Scraped content converted to Markdown. This is a convenience property that returns the same as get_markdown().

Returns:

  • Markdown content as string.

Example:

scraper.scrape()
print(scraper.markdown)

Configuration Options

Scraping Methods

Requests (Default)

Good for simple websites without heavy JavaScript.

scraper = Scraper(
    url="https://example.com",
    method="requests",
    headers={"User-Agent": "Custom User Agent"},
    timeout=60
)

Additional options:

  • headers: Custom HTTP headers
  • timeout: Request timeout in seconds

Playwright

Recommended for JavaScript-heavy websites, SPAs, and sites with dynamic content.

scraper = Scraper(
    url="https://example.com",
    method="playwright",
    browser_type="chromium",  # or "firefox", "webkit"
    headless=True,
    wait_for_selectors=[".content", "#main-article"],
    networkidle_timeout=15000,
    load_timeout=45000
)

Additional options:

  • browser_type: Browser engine to use ("chromium", "firefox", or "webkit")
  • headless: Whether to run browser in headless mode
  • wait_for_selectors: CSS selectors to wait for before considering the page loaded
  • networkidle_timeout: Time to wait for network to be idle (ms)
  • load_timeout: Time to wait for page to load (ms)
  • browser_args: Additional arguments for browser launch
  • context_args: Additional arguments for browser context

Caching Options

scraper = Scraper(
    url="https://example.com",
    cache_ttl=7,  # Cache for 7 days
    cache_directory="custom/cache/dir",
    cache_id="custom_identifier"
)

Markdown Conversion Options

scraper = Scraper(
    url="https://example.com",
    markdown_options={
        "strip_tags": ["script", "style", "nav", "footer"],
        "content_selectors": ["article", ".post-content"],
        "preserve_images": True,
        "include_title": True,
        "compact_output": False
    }
)

Advanced Usage

Asynchronous Scraping

from scraperator import Scraper
import time

scraper = Scraper(url="https://example.com")
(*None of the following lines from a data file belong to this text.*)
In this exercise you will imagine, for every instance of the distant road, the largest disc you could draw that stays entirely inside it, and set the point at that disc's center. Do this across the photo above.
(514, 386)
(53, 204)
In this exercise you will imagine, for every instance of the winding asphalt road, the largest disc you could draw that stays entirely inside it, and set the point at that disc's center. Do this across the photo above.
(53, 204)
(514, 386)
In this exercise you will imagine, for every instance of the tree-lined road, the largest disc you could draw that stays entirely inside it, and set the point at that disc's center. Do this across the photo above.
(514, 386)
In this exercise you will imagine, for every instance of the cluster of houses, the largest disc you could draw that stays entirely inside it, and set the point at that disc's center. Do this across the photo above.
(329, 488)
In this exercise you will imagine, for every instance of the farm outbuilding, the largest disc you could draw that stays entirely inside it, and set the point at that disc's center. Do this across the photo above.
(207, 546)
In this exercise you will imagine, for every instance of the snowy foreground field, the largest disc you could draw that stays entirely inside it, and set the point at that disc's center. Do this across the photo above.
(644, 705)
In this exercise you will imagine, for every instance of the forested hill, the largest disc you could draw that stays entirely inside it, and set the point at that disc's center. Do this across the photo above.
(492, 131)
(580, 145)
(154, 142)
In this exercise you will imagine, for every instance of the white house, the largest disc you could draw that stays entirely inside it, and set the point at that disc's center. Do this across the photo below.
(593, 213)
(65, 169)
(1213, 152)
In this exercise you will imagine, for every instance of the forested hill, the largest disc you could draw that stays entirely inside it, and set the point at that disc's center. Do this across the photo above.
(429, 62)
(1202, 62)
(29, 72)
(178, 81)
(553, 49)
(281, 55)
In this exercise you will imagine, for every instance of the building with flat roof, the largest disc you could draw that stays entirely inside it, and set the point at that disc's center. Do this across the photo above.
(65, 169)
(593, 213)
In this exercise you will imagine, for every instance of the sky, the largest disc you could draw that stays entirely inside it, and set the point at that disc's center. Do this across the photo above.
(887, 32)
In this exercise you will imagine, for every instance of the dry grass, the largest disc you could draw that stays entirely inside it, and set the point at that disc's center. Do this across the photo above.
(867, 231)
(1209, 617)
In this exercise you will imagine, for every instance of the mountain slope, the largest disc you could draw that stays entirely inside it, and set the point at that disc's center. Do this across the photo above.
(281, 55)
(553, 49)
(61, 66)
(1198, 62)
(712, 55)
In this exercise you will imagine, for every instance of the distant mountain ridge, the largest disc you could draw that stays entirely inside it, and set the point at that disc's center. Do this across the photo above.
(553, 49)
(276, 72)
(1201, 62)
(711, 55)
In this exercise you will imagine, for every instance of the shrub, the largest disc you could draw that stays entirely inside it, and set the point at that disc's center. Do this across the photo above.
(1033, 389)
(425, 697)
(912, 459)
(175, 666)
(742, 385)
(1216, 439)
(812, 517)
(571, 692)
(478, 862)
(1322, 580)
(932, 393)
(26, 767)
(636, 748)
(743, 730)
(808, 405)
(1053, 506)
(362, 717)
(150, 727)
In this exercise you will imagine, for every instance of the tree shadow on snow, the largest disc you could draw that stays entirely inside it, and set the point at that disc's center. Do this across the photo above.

# Start scraping in background
scraper.scrape(async_mode=True)

# Do other work
print("Doing other work while scraping...")
time.sleep(1)

# Check if scraping is finished
if scraper.is_complete():
    html = scraper.get_html()
    print("Scraping finished!")
else:
    # Wait for scraping to complete with timeout
    success = scraper.wait(timeout=10)
    if success:
        html = scraper.get_html()
    else:
        print("Scraping timed out")

Using as Context Manager

from scraperator import Scraper

with Scraper(url="https://example.com") as scraper:
    html = scraper.scrape()
    markdown = scraper.markdown
    # Resources automatically cleaned up after block

Combining with BeautifulSoup

from scraperator import Scraper

scraper = Scraper(url="https://example.com")
scraper.scrape()

# Access the BeautifulSoup object
soup = scraper.soup

# Use BeautifulSoup methods
title = soup.title.string
links = [a['href'] for a in soup.find_all('a', href=True)]

Best Practices

  1. Choose the right scraping method:

    • Use requests for simple static websites
    • Use playwright for JavaScript-heavy sites or SPAs
  2. Set appropriate cache TTL:

    • Shorter TTL for frequently changing content
    • Longer TTL for static or archival content
  3. Handle resources properly:

    • Use the context manager pattern with with statement
    • Or explicitly call shutdown() when done
  4. Respect website terms of service:

    • Add delays between requests
    • Consider implementing rate limiting
    • Add proper user agent information
  5. Optimize Playwright usage:

    • Specify wait_for_selectors for faster completion
    • Use headless mode unless debugging is needed

Common Issues and Solutions

Connection Errors

If you're experiencing connection errors:

  • Increase the max_retries parameter
  • Adjust the backoff_factor for longer waits between retries
  • Check network connectivity and website availability

Incomplete Content

If scraped content seems incomplete:

  • Switch from requests to playwright method
  • Specify wait_for_selectors for dynamic content
  • Increase networkidle_timeout and load_timeout values

High Memory Usage

If memory usage is a concern:

  • Call shutdown() after scraping to release resources
  • Use context manager pattern (with statement)
  • Process and discard data in batches

License

MIT License

Project details


Download files

Download the file for your platform. If you're not sure which to choose, learn more about installing packages.

Source Distribution

scraperator-0.0.3.tar.gz (18.1 kB view details)

Uploaded Source

Built Distribution

If you're not sure about the file name format, learn more about wheel file names.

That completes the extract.